Historia de Lanzarote del Lago
Historia de Lanzarote del Lago Por la mañana, cuando amaneció, se levantaron los compañeros y oyeron misa; tomaron las armas y montaron a caballo, marchándose de allí. Galehodín los acompañó durante mucho rato y los hubiera acompañado más todavía, pero le hicieron volver; cabalgaron hasta llegar a un bosque llamado Procaire. A la entrada, pensaron qué iban a hacer, pues mi señor Galván dijo que nadie los vería cabalgar a todos juntos sin considerarlo cobardía:
—Y por eso, sería bueno que nos separáramos y que cada uno fuera por su camino, de forma que no llegáramos juntos a la corte, sino todos por separado. Convendría que uno de nosotros acompañara la litera de Mordret.

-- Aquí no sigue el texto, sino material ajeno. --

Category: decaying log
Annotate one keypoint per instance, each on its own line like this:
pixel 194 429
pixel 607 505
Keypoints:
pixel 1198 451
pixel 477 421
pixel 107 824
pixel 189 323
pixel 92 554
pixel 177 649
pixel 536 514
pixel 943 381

Llevaban a Mordret en unas parihuelas.
—Os diré —añade mi señor Galván—, qué podéis hacer: elegid quién debe acompañarlo.
—Por mi fe —contesta mi señor Yvaín—, yo no lo haré; escoged entre los demás y yo estaré de acuerdo con lo que hayáis decidido.
Se retiran a un lado todos y dicen que tiene que ser prudente y discreto el que acompañe a la litera, pues si fuera orgulloso y desmesurado podría ocurrir que llegaran a un paso que les causara la muerte a él y a Mordret: por eso conviene que sea prudente y discreto.